Een andere oorzaak voor de zwakte van het nationale spelersmateriaal ligt bij de eenkindpolitiek die de Chinese overheid eind jaren 70 in het leven riep. De meeste Chinese ouders mogen slechts één kind krijgen en doorgaans worden deze kinderen aangemoedigd om ambtenaar te worden. Bovendien staat voetbal lager aangeschreven dan een maatschappelijke functie. Terwijl Japan en Zuid-Korea zijn uitgegroeid tot gerespecteerde voetbalnaties, is China nog een slapende reus. De Chinese voetbalbond werkt samen met de overheid om die reus wakker te krijgen. De bond heeft hiervoor een samenwerkingsverband gesloten met de Nederlandse topclub Ajax. De Amsterdamse club beschikt over een gerenommeerde jeugdopleiding en levert knowhow aan de voetbalbond. In ruil kan Ajax in de toekomst rekenen op de komst van een eventueel Chinees toptalent.
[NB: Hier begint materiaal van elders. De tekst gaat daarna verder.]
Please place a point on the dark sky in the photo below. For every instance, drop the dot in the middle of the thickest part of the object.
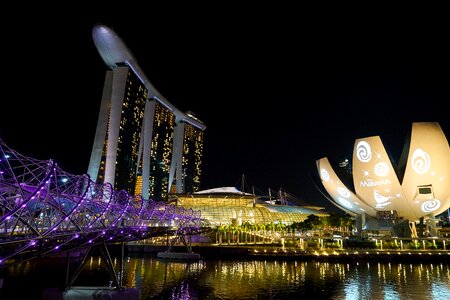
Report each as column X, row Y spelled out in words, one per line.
column 277, row 87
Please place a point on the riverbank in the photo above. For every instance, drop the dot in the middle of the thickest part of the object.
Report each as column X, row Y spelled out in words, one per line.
column 211, row 251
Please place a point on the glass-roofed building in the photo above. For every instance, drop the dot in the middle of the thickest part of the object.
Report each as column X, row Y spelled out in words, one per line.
column 229, row 206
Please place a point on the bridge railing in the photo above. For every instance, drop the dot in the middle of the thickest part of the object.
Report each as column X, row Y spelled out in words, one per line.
column 45, row 210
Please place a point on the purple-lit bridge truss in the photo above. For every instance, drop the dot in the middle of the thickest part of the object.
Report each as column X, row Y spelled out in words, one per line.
column 45, row 210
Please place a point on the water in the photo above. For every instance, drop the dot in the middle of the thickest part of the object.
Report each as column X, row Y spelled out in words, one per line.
column 241, row 279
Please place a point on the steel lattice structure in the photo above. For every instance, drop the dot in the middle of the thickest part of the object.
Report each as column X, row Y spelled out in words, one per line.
column 45, row 210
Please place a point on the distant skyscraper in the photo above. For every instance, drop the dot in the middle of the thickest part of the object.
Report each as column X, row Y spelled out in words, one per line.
column 143, row 144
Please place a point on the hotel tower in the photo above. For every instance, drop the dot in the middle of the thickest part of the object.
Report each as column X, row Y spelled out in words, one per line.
column 143, row 144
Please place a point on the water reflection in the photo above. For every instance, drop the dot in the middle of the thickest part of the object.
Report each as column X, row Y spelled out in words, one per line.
column 249, row 279
column 282, row 279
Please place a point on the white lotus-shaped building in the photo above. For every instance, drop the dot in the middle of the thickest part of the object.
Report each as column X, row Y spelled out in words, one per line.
column 418, row 188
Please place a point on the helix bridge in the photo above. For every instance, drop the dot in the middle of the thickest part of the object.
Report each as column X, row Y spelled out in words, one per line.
column 46, row 211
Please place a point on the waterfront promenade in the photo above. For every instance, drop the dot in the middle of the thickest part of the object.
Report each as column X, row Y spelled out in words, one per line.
column 273, row 251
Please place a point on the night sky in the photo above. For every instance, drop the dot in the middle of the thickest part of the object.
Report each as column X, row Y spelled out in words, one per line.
column 277, row 88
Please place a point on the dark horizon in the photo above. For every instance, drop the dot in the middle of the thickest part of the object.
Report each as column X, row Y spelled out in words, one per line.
column 275, row 96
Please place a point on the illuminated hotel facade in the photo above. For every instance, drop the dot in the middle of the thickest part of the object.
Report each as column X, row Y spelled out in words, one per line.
column 143, row 144
column 383, row 196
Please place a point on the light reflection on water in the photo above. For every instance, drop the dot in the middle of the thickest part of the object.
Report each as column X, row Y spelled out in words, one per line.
column 248, row 279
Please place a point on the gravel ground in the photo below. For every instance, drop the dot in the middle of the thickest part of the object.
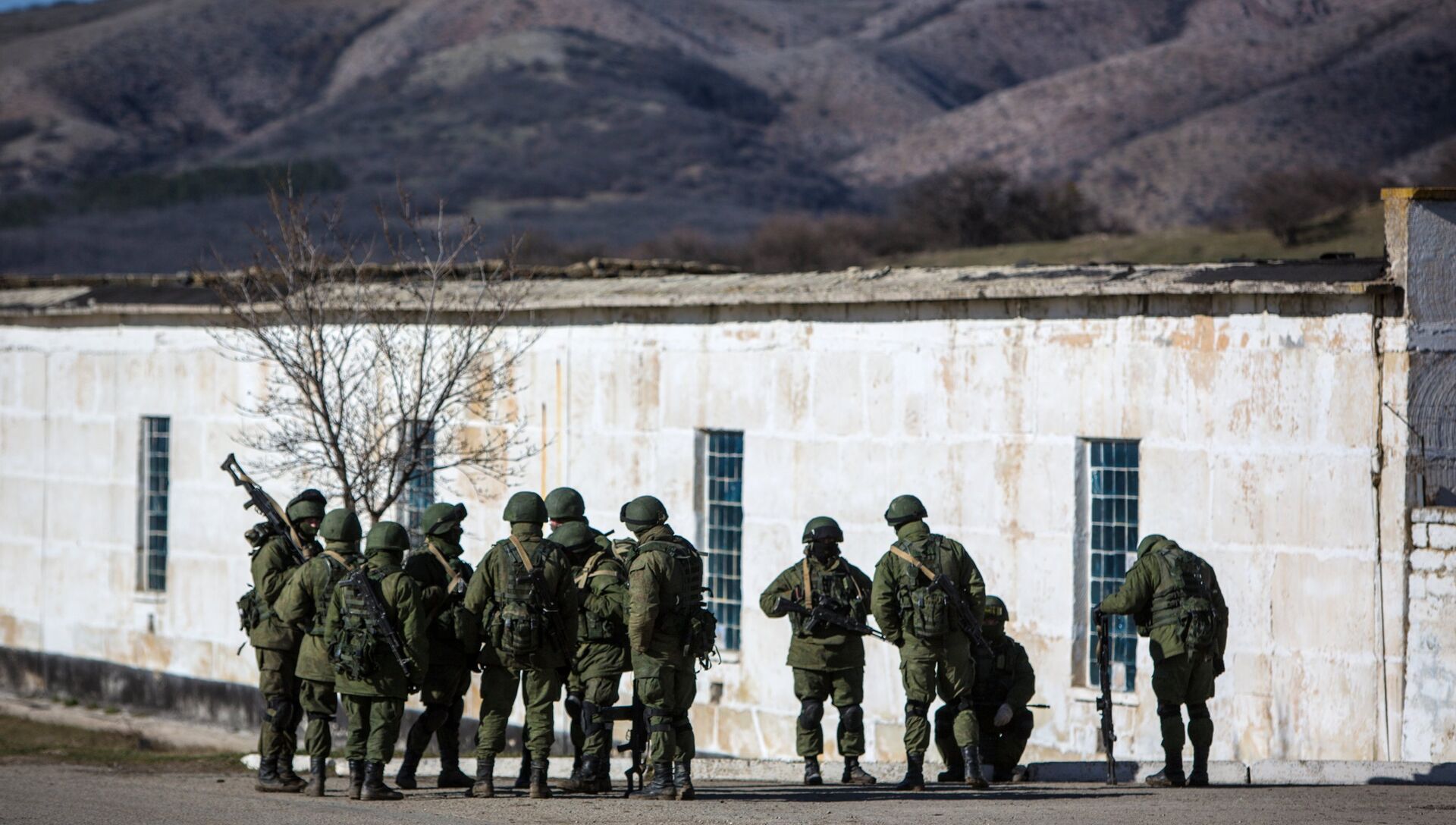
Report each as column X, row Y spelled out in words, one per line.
column 80, row 796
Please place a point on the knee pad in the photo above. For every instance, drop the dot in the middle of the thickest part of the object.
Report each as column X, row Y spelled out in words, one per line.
column 811, row 712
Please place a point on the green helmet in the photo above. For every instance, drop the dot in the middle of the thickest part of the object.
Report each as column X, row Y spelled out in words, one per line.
column 905, row 510
column 574, row 536
column 440, row 519
column 642, row 513
column 823, row 529
column 386, row 536
column 309, row 503
column 341, row 525
column 565, row 503
column 996, row 611
column 525, row 507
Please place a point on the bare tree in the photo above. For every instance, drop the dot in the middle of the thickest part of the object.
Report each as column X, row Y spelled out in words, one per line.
column 378, row 372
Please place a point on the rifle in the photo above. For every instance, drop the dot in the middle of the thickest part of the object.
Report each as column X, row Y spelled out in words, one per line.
column 1104, row 703
column 378, row 620
column 637, row 741
column 265, row 505
column 826, row 613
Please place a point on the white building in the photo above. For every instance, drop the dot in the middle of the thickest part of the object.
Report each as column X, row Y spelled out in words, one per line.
column 1261, row 413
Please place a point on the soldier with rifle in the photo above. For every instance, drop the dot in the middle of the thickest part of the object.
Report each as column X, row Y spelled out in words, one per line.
column 928, row 598
column 280, row 547
column 826, row 600
column 1175, row 600
column 526, row 604
column 376, row 636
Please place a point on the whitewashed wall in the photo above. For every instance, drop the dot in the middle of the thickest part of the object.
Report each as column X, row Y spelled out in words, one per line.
column 1258, row 437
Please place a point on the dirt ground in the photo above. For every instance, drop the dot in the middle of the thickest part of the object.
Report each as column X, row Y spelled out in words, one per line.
column 83, row 795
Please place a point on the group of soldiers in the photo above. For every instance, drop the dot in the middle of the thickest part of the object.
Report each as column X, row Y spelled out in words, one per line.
column 576, row 610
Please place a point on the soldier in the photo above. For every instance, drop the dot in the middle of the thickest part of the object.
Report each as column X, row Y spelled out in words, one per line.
column 277, row 644
column 666, row 584
column 455, row 638
column 935, row 651
column 305, row 604
column 372, row 680
column 601, row 648
column 1005, row 682
column 827, row 661
column 526, row 604
column 1178, row 606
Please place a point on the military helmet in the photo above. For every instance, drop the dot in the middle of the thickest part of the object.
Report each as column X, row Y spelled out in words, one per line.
column 309, row 503
column 823, row 529
column 386, row 536
column 341, row 525
column 996, row 611
column 565, row 503
column 525, row 507
column 573, row 536
column 440, row 519
column 905, row 510
column 642, row 513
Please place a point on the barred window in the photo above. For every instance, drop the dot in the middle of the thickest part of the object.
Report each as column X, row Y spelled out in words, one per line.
column 723, row 546
column 152, row 519
column 1111, row 533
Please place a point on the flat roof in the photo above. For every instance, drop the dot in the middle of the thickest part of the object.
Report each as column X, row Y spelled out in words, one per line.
column 626, row 284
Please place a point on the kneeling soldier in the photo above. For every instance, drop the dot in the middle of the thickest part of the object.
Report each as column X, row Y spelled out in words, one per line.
column 305, row 604
column 528, row 606
column 827, row 661
column 1005, row 682
column 601, row 646
column 453, row 642
column 372, row 680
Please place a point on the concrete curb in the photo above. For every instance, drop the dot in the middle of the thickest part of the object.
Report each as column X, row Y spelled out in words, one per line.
column 783, row 771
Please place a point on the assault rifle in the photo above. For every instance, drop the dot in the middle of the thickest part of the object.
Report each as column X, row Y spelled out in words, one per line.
column 265, row 505
column 1104, row 703
column 827, row 611
column 637, row 741
column 378, row 619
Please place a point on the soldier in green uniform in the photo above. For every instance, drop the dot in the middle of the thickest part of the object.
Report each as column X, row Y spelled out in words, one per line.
column 935, row 651
column 453, row 642
column 526, row 603
column 369, row 677
column 827, row 661
column 1178, row 606
column 277, row 645
column 666, row 588
column 1005, row 682
column 601, row 646
column 305, row 604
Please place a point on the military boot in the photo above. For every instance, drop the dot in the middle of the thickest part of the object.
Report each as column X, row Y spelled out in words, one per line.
column 375, row 788
column 408, row 763
column 293, row 783
column 974, row 776
column 268, row 780
column 915, row 773
column 539, row 788
column 484, row 786
column 661, row 785
column 523, row 780
column 356, row 777
column 683, row 779
column 316, row 769
column 855, row 774
column 811, row 773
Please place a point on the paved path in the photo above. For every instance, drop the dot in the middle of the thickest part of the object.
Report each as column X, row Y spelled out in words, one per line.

Jan Olde Riekerink (ex-Gent) is er aangesteld als hoofd jeugdopleidingen om de jeugdwerking van de grond te krijgen.

Commercieel potentieel

De Chinese markt beschikt over een gigantisch commercieel potentieel. Dat is de hoofdreden waarom veel Europese clubs interesse tonen in het land. Tal van clubs hebben er samenwerkingsakkoorden. Real Madrid en Ajax met Bejing Gu’on, het Franse Le Mans met Liaoning en Atletico Madrid met de nieuwe club van Anelka en Drogba Shangai Shensua. Everton is via zijn sponsor Kejian al langer actief op de Chinese markt. Het trok zo onder andere Li Tie aan in 2002. In zijn eerste seizoen kwam Tie nog in 29 wedstrijden in actie, maar in de daaropvolgende drie seizoenen werden zijn optredens in de Premier League beperkt tot vijf wedstrijden. In 2006 trok hij naar Sheffield United. Hier zou hij geen enkele competitiewedstrijd spelen. Commercieel gezien was de transfer van Li Tie naar Everton een voltreffer. In zijn eerste seizoen was zijn shirt het meest verkochte in de fanshop.

Wat brengt de toekomst?

In een periode waarin zelfs de grootste voetbalclubs in Europa niet langer in staat zijn moeiteloos tientallen miljoenen euro’s te spenderen - vanwege de economische situatie waarin het westen verzeild is geraakt - zijn de opkomende economieën wel in staat om serieus te investeren. Wil China een groot voetballand worden - én daar lijkt het wel op – zal het land een sportcultuur moeten ontwikkelen. Het land heeft dat nu nog niet, maar de regering is zich ervan bewust dat patriottisme wordt aangewakkerd door sportieve successen. De topsportmentaliteit die er nu nog niet is in China, zal gekweekt moeten worden. Ouders moeten trots worden dat hun kind een stervoetballer is en geen hoge ambtenaar. China heeft met hordenloper Liu Xiang bijvoorbeeld wel een steratleet, het is nog altijd wachten op die eerste topvoetballer. Wil het land die ontwikkeling doormaken, zal het eerst buitenlanders met knowhow (buitenlandse trainers) en sterpotentieel (Anelka) dat aanspreekt bij het volk moeten aantrekken. Als de sportieve tak in China hierin slaagt en er bovendien een smak geld tegenaan gooit, lijkt niets de Chinese competitie in de weg te staan om de grootste van Azië te worden en wellicht nog wel meer.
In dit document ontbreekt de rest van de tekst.